Now that we know all about this Turing machine simulator, we have another
problem: how to figure out its result. Busy beavers are *designed* to take as
long as possible, and the record holder for a 6-state BB produces more than
"3.514 x⋅10^{18267}" 1's on the tape. This obviously surpasses the memory
capabilities of any computer.

The good news is that we do not need to simulate the machine directly, nor do
we need to represent one symbol on the tape as one bit of real memory. Even
though the busy beaver machines take unfathomable number of steps before
halting, their behaviour is still modeled completely with a simple table, as
seen above. So the patterns they produce on the tape are expansive, but not
terribly complex. Instead of a billion ones, we can simply use a single symbol
that say "repeat 1 a billion times", since the number itself, even if
arbitrarily big, can still be represented in far less memory than the data.

This is where I was ~1 hour before the end of the CTF, in the process of
writing a simulator for the BB machine. From what I have seen of its
behaviour, my more efficient simulator would only need to compress long runs
of ones and zeros, and long runs of the alternating `0 1 0 1 ...` pattern. Had
I started earlier I might have finished the program, or perhaps had the much
more practical realisation that "somebody must have done this".

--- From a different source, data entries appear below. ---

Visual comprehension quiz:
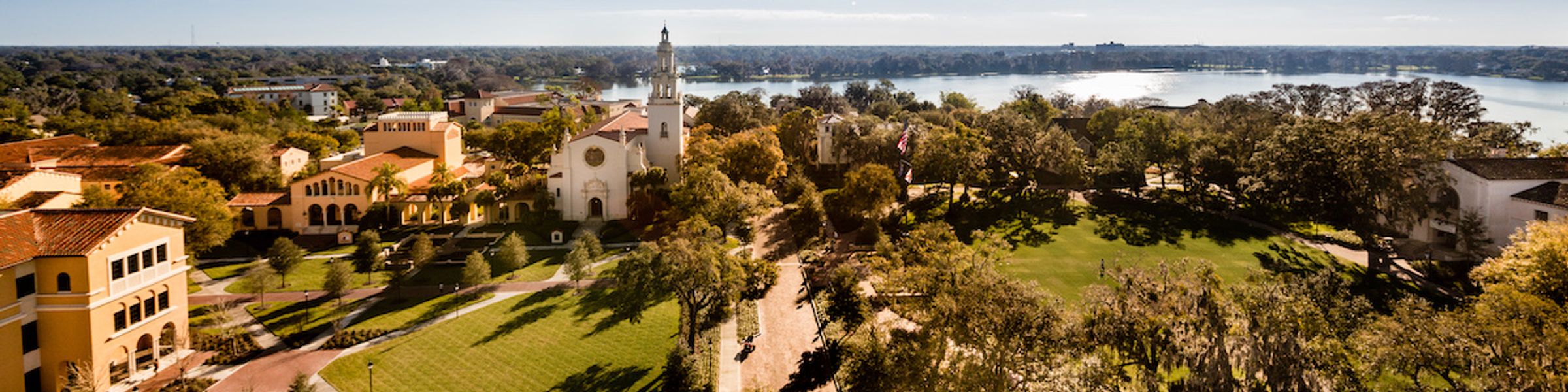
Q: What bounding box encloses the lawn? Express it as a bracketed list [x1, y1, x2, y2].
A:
[225, 259, 389, 293]
[321, 290, 678, 392]
[244, 298, 364, 346]
[346, 293, 495, 331]
[978, 197, 1331, 302]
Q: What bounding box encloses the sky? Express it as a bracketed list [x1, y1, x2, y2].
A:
[0, 0, 1568, 46]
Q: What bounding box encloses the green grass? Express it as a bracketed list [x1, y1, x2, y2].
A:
[244, 298, 364, 346]
[348, 293, 495, 331]
[226, 259, 389, 293]
[196, 262, 251, 281]
[321, 290, 678, 392]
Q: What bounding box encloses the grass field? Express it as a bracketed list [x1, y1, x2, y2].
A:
[225, 259, 387, 293]
[321, 290, 678, 392]
[972, 197, 1333, 302]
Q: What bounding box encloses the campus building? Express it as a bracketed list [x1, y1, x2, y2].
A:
[546, 28, 690, 221]
[229, 111, 487, 240]
[0, 208, 195, 391]
[226, 83, 340, 116]
[1410, 158, 1568, 259]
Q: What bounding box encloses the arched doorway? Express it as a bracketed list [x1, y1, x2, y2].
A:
[135, 334, 158, 372]
[326, 204, 344, 226]
[267, 207, 284, 229]
[158, 323, 180, 356]
[307, 204, 326, 226]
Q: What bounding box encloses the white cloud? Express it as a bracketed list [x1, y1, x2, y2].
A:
[1383, 14, 1443, 22]
[613, 9, 936, 22]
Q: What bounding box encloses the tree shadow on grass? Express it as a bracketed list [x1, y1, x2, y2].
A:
[469, 290, 564, 346]
[574, 282, 668, 337]
[1086, 195, 1271, 248]
[550, 364, 652, 392]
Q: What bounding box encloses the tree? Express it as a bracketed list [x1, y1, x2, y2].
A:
[463, 252, 491, 287]
[119, 165, 234, 254]
[1471, 220, 1568, 304]
[561, 238, 595, 290]
[718, 129, 789, 184]
[321, 260, 354, 306]
[267, 237, 304, 287]
[367, 161, 408, 224]
[696, 91, 773, 137]
[828, 163, 898, 221]
[613, 216, 746, 353]
[408, 232, 436, 270]
[495, 232, 529, 279]
[670, 166, 777, 232]
[350, 231, 385, 276]
[289, 373, 315, 392]
[240, 263, 282, 304]
[185, 135, 281, 191]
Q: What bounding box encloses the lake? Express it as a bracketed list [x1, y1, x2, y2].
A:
[604, 72, 1568, 142]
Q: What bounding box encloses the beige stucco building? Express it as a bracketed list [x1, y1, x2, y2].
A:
[0, 208, 195, 391]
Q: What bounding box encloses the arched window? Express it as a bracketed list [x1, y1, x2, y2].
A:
[344, 204, 359, 224]
[326, 204, 344, 224]
[267, 207, 284, 227]
[307, 204, 323, 226]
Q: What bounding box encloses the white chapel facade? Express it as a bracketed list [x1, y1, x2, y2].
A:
[546, 28, 689, 221]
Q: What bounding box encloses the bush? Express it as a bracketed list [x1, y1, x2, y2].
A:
[191, 333, 262, 365]
[321, 328, 392, 350]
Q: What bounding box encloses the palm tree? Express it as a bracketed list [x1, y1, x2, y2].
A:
[425, 161, 469, 223]
[370, 161, 410, 224]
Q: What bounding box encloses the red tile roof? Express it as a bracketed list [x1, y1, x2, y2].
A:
[28, 144, 189, 168]
[0, 208, 196, 267]
[229, 191, 289, 207]
[329, 148, 436, 180]
[0, 135, 97, 165]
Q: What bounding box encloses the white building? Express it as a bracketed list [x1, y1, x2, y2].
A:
[546, 28, 689, 221]
[1410, 158, 1568, 252]
[227, 83, 338, 116]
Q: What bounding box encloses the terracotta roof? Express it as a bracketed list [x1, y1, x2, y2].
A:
[0, 208, 196, 267]
[55, 166, 137, 182]
[1513, 180, 1568, 208]
[1449, 158, 1568, 180]
[229, 191, 290, 207]
[0, 135, 97, 163]
[28, 144, 188, 168]
[11, 191, 64, 208]
[329, 148, 436, 180]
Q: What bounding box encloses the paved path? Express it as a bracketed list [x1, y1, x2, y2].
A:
[743, 210, 832, 391]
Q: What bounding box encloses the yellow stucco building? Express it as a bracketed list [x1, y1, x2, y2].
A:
[0, 208, 195, 391]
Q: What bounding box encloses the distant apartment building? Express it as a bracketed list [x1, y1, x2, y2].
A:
[0, 135, 189, 191]
[0, 208, 195, 392]
[227, 83, 340, 116]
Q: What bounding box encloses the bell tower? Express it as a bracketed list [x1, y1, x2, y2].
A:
[644, 27, 685, 182]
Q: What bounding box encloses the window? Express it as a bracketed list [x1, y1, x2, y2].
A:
[22, 321, 38, 354]
[16, 274, 38, 298]
[130, 302, 141, 325]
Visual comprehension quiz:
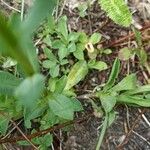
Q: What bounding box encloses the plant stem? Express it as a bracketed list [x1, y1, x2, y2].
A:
[21, 0, 24, 21]
[96, 113, 108, 150]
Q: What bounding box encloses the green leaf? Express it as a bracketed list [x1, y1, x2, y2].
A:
[23, 0, 56, 33]
[132, 26, 142, 47]
[43, 48, 57, 62]
[49, 65, 60, 78]
[2, 57, 17, 69]
[111, 74, 137, 92]
[49, 93, 79, 120]
[125, 84, 150, 95]
[0, 14, 38, 76]
[99, 0, 132, 27]
[100, 94, 116, 113]
[72, 98, 83, 111]
[15, 74, 44, 110]
[40, 109, 60, 129]
[57, 16, 68, 40]
[0, 114, 9, 135]
[79, 32, 88, 44]
[118, 47, 132, 61]
[108, 111, 116, 127]
[73, 43, 85, 60]
[68, 42, 76, 52]
[68, 32, 80, 42]
[89, 33, 101, 44]
[88, 60, 108, 71]
[78, 2, 88, 17]
[58, 46, 68, 61]
[104, 58, 120, 90]
[65, 60, 88, 90]
[43, 36, 52, 47]
[0, 71, 22, 95]
[43, 60, 56, 69]
[55, 75, 67, 93]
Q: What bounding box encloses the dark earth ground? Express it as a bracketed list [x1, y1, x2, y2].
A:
[0, 0, 150, 150]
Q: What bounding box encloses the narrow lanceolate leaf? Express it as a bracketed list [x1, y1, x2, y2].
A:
[65, 60, 88, 90]
[15, 74, 44, 111]
[0, 71, 21, 95]
[0, 14, 37, 75]
[104, 58, 120, 90]
[99, 0, 132, 27]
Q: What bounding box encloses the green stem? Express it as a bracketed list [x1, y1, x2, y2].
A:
[21, 0, 24, 21]
[96, 113, 108, 150]
[144, 62, 150, 75]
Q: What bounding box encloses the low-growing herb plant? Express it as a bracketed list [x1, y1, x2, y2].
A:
[0, 0, 150, 150]
[96, 58, 150, 150]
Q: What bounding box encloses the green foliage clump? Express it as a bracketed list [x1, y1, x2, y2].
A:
[99, 0, 132, 27]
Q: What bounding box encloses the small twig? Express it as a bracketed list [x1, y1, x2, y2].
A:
[1, 0, 21, 13]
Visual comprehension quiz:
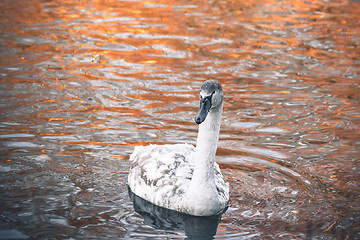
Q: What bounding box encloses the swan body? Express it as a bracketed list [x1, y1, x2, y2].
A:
[128, 81, 229, 216]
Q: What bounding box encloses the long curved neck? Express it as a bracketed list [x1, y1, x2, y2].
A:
[183, 101, 223, 216]
[193, 104, 223, 180]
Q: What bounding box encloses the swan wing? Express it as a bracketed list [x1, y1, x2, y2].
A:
[128, 144, 195, 209]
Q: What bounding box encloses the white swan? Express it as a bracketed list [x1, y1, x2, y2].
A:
[128, 80, 229, 216]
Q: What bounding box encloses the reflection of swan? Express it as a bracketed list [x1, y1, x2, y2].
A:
[128, 81, 229, 216]
[129, 188, 225, 239]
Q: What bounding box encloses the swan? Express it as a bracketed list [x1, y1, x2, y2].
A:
[128, 80, 229, 216]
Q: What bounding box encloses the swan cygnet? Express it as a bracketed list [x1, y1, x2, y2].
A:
[128, 80, 229, 216]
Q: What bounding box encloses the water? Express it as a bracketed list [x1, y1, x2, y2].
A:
[0, 0, 360, 239]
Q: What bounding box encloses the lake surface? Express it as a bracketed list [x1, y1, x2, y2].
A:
[0, 0, 360, 239]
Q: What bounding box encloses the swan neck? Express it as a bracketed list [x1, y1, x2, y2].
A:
[194, 105, 222, 179]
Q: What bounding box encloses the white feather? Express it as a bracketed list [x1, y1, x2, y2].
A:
[128, 81, 229, 216]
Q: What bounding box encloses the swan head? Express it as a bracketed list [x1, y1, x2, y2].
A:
[195, 80, 224, 124]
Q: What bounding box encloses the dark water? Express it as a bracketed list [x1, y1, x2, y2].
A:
[0, 0, 360, 239]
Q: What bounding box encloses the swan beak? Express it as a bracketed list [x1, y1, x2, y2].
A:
[195, 95, 212, 124]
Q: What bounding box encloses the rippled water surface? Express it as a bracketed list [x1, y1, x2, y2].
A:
[0, 0, 360, 239]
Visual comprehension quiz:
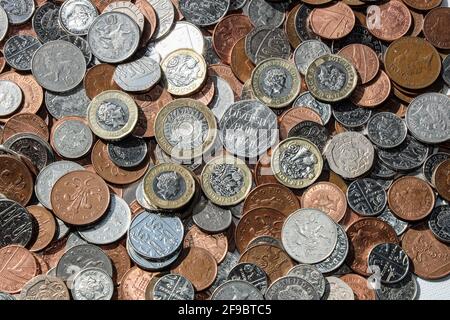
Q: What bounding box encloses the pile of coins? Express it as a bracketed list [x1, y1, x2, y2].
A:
[0, 0, 450, 300]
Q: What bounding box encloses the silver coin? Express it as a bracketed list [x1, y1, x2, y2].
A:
[113, 57, 161, 92]
[294, 40, 331, 75]
[325, 132, 375, 179]
[45, 84, 91, 119]
[78, 193, 131, 245]
[314, 224, 349, 273]
[147, 0, 175, 39]
[219, 100, 278, 158]
[227, 262, 268, 293]
[367, 112, 408, 149]
[153, 274, 195, 300]
[368, 243, 409, 283]
[34, 161, 84, 210]
[71, 268, 114, 300]
[31, 40, 86, 92]
[323, 277, 355, 300]
[3, 35, 41, 71]
[287, 264, 326, 299]
[281, 208, 337, 264]
[0, 0, 35, 25]
[192, 196, 233, 233]
[265, 275, 320, 300]
[211, 280, 264, 300]
[87, 12, 140, 63]
[53, 119, 94, 159]
[293, 91, 331, 125]
[59, 0, 98, 36]
[406, 92, 450, 144]
[0, 80, 23, 117]
[128, 212, 184, 260]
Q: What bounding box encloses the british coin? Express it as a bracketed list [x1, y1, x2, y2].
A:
[155, 98, 217, 160]
[271, 137, 323, 189]
[306, 54, 358, 102]
[87, 90, 138, 141]
[201, 156, 252, 206]
[31, 40, 86, 92]
[211, 280, 264, 300]
[368, 243, 409, 283]
[264, 275, 320, 300]
[325, 132, 375, 179]
[59, 0, 98, 36]
[281, 209, 337, 264]
[3, 35, 41, 71]
[71, 268, 114, 300]
[406, 93, 450, 144]
[251, 58, 301, 108]
[113, 56, 161, 92]
[87, 11, 140, 63]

As it turns out, there was a page on the Internet with an efficient BB
simulator, though by chance it went offline shortly before the CTF. After the
CTF ended, an admin pointed me to [an archived version of the
site](http://web.archive.org/web/20160314012051/http://www.drb.insel.de/~heiner/BB/).
This site contains [an awk script to run BB
simulations](http://web.archive.org/web/20160305221928/http://www.drb.insel.de/~heiner/BB/bbsimtab.html#How),
as well as [some record-holding BB
machines](http://web.archive.org/web/20140717002127/http://www.drb.insel.de/~heiner/BB/bb-6list).

As mentioned above, the machine in this challenge has a superfluous state
which simply adds 1 to the number of 1's on the tape. Taking the number of
ones produced by one of the BB machines in the list (`Name = k`), adding 1 to
it, and taking the SHA-256 sum of it:

$ echo "2537699363594175843063 + 1" \  
| bc \  
| shasum -a 256 \  
| python -c "import sys; print ''.join([chr(ord(c) - d) for c,d in
zip(sys.stdin.read(),[-48, 2, -48, -8, -59, -18, 1, -59, 3, -5, -26, -57, 53,
3, -43, -3, -41, -20, 1, -64, -65, -45, -71, -47, -16, -47, -38, -3, 46, -63,
-54, 1, -49, 4, -51, -45, -61, -46, -13, -4, -65, -48, -55, -51, -38, -64,
-50, -5, -65, 2, -54, -56, -1, -50, -28])])"

Very creative challenge, I wish I did not waste some of my hours!

`hackover18{n0_beavers_were_h4rmed_gener4ting_this_fl4g}`

Original writeup
(https://github.com/EmpireCTF/empirectf/blob/master/writeups/2018-10-05-Hackover-
CTF/README.md#500-reverse--flagmaker).